Alexis Caurette, directeur des produits de cybersécurité à Atos (entreprise de services du numérique française), plaide quant à lui pour une meilleure prise en compte des avantages liés à certains systèmes de sécurité biométriques. « Ce que les gens ne voient pas forcément avec les données biométriques des smartphones, c’est qu’elles ne sont pas centralisées, détaille-t-il. Les empreintes digitales ou faciales restent dans la structure de l’appareil que vous utilisez. Elles sont donc relativement protégées, puisqu’elles restent dans le téléphone à travers ce qu’on appelle un “élément sécurisé”, et ne sont jamais diffusées. »
Le dirigeant va même plus loin : impossible, pour lui, de ranger la problématique des « deepfakes » dans la catégorie « biométrie » à proprement parler. « Cela relève davantage de l’usurpation d’identité et du détournement d’images très avancé, certes sur la base de données biométriques, précise-t-il. Mais l’authentification biométrique ne permet pas de s’authentifier avec une simple photo de quelqu’un, ou même une simple empreinte digitale prélevée sur verre, parce qu’elle présente des contraintes de réalité physique. » Dans les systèmes biométriques véritablement « robustes », ce n’est en effet pas seulement « l’image » de la personne qui est mesurée mais aussi sa température, son authentification veineuse, palmaire… Autant de caractéristiques qui permettent, ensemble, de garantir l’identité d’une personne.

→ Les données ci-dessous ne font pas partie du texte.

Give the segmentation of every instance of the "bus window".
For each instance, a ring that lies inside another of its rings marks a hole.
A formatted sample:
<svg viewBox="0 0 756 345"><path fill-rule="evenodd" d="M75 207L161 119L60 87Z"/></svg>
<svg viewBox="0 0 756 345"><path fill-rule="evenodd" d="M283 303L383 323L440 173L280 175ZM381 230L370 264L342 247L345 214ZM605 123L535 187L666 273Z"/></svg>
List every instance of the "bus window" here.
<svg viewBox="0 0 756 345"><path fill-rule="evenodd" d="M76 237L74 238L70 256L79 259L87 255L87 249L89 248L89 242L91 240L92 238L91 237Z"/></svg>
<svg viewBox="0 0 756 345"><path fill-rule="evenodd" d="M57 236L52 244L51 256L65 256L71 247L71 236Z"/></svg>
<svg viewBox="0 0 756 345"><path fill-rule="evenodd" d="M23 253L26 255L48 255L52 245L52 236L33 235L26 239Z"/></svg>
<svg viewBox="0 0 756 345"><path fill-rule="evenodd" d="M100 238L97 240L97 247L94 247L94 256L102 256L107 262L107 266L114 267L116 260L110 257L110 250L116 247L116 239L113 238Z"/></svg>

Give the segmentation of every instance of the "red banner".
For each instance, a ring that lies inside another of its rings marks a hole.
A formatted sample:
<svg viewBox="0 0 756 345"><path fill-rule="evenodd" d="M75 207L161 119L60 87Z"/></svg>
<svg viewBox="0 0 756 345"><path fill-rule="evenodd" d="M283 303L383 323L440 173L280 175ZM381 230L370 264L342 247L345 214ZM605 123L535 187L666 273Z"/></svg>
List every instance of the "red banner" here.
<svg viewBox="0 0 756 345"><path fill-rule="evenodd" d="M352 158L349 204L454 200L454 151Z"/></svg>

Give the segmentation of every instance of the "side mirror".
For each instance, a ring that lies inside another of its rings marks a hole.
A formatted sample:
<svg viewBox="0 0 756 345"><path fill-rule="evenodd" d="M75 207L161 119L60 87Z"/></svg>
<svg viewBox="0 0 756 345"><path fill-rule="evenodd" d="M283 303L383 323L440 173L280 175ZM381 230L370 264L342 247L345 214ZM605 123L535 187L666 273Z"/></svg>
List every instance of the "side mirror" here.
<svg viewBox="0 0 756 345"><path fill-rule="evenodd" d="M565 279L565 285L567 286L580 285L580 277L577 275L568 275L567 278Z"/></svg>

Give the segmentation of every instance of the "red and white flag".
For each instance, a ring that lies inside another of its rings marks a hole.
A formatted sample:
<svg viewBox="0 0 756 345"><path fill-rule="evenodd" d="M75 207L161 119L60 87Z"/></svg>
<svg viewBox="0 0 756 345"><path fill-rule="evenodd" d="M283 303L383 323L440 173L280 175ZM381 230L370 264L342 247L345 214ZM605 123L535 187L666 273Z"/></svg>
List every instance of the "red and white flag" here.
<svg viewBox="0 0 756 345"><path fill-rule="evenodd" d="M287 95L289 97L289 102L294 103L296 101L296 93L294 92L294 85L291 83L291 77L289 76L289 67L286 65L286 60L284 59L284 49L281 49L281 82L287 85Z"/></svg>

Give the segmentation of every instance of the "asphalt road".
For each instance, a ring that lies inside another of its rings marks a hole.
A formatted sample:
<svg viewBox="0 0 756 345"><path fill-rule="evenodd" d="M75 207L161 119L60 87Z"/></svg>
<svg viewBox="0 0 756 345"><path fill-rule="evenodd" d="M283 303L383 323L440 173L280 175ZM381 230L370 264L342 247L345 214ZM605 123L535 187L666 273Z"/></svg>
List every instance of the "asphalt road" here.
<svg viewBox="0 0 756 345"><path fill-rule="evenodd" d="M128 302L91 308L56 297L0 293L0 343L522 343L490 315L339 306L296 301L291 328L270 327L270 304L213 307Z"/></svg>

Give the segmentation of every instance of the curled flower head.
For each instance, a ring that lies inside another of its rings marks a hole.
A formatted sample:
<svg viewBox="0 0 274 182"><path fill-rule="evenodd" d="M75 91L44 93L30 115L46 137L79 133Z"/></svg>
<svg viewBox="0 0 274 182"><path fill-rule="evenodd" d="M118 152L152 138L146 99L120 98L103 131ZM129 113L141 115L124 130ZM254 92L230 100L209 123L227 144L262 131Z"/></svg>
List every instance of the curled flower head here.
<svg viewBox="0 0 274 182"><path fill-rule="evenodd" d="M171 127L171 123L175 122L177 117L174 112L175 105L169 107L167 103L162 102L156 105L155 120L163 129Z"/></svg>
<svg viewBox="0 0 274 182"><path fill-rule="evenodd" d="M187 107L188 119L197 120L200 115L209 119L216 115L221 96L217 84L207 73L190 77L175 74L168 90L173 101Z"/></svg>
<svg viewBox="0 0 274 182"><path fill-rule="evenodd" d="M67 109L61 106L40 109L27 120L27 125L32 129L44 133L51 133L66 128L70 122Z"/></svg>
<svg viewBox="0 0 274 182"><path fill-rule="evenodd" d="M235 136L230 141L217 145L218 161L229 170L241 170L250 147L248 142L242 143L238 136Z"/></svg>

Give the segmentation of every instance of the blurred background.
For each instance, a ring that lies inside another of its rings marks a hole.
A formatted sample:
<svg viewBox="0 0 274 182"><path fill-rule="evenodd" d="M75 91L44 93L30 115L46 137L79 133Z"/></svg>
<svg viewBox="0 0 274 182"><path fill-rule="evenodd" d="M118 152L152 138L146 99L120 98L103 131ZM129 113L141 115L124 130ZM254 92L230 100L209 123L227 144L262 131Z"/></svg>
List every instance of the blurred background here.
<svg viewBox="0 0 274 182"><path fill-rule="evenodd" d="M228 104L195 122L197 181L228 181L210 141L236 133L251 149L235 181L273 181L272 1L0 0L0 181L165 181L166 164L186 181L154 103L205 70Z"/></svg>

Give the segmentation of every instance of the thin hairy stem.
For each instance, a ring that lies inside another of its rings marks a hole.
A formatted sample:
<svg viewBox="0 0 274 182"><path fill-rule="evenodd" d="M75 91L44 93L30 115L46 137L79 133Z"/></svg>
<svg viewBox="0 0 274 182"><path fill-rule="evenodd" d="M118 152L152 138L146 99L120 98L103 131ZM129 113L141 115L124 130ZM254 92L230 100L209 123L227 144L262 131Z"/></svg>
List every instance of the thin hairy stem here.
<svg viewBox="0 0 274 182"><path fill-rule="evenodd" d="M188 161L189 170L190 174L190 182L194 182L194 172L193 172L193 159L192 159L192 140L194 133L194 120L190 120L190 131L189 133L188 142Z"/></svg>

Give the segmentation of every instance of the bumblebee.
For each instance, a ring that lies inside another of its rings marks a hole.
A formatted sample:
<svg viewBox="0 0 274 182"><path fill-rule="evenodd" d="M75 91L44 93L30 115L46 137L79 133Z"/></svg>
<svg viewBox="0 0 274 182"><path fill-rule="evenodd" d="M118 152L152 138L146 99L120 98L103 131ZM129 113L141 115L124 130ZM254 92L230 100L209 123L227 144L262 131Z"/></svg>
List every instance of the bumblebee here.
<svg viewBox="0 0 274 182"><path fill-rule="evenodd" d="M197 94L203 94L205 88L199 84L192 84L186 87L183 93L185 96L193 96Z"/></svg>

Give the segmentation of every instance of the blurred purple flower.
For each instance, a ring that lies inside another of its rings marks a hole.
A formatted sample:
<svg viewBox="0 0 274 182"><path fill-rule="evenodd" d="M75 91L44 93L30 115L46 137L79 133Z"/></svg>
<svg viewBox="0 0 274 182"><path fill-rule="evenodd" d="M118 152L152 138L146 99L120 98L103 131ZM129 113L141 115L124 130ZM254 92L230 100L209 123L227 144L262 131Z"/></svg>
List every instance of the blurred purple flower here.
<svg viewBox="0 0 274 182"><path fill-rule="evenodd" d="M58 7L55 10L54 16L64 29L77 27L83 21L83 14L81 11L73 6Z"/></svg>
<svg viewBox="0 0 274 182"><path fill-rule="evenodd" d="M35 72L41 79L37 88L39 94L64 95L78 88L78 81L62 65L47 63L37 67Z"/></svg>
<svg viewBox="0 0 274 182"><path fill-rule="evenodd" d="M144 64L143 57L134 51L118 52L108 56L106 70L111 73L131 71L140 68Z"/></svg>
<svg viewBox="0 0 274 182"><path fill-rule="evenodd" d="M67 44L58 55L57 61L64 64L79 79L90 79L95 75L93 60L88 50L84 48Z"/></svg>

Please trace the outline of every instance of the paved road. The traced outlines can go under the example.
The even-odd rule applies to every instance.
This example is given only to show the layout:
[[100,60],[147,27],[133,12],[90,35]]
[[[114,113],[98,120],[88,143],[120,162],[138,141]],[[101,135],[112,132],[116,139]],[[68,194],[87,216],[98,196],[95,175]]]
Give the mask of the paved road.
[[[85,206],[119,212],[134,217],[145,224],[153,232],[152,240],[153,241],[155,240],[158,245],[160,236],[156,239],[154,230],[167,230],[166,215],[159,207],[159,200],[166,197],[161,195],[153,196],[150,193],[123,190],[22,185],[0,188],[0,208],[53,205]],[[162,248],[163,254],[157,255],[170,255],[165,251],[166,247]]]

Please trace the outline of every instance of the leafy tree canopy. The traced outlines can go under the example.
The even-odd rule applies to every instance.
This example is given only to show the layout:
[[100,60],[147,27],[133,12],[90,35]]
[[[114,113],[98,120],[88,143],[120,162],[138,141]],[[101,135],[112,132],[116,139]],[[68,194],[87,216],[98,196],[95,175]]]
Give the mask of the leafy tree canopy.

« La biométrie est un système beaucoup plus sécurisé qu’un identifiant et un mot de passe »
« La biométrie au sens de la cybersécurité permet d’utiliser un élément indissociable d’une personne pour l’identifier de manière très robuste, résume Alexis Caurette. Ce système est beaucoup plus sécurisé qu’un identifiant et un mot de passe, parce que vous êtes identifié pour la personne que vous êtes. Il n’y a pas photo. » « L’hygiène de la cybersécurité implique d’édicter tous les risques, et de donner des exemples concrets, appuie Coralie Héritier. Aujourd’hui, les principaux facteurs de compromission sont plutôt liés au système “login/mot de passe” qu’aux données biométriques. En l’état actuel des choses, le système du mot de passe est un espèce de sésame qui sert à tout, et notamment à accéder à des applications elles-mêmes potentiellement en lien avec des donnés biométriques. »
En attendant la généralisation de systèmes de sécurité biométrique prometteurs (comme la technique relativement complexe du chiffrement homomorphe, sur laquelle chercheurs et entrepreneurs travaillent déjà), c’est la question de leur acceptabilité qui devrait se poser dans un futur proche. Avec, sans surprise, des différences de définition non négligeables entre les pays et leurs systèmes politiques. Si, d’après une étude GMX datant de 2017, 59% des Français « préfèrent les mots de passe à la biométrie », la Chine semble quant à elle se diriger tête baissée vers la généralisation des technologies de reconnaissance faciale à des fins autoritaires. Annonce la plus récente en la matière : depuis fin septembre, le gouvernement central chinois exige de tous ses citoyens souhaitant accéder à internet sur leur téléphone qu’ils scannent d’abord… leur visage.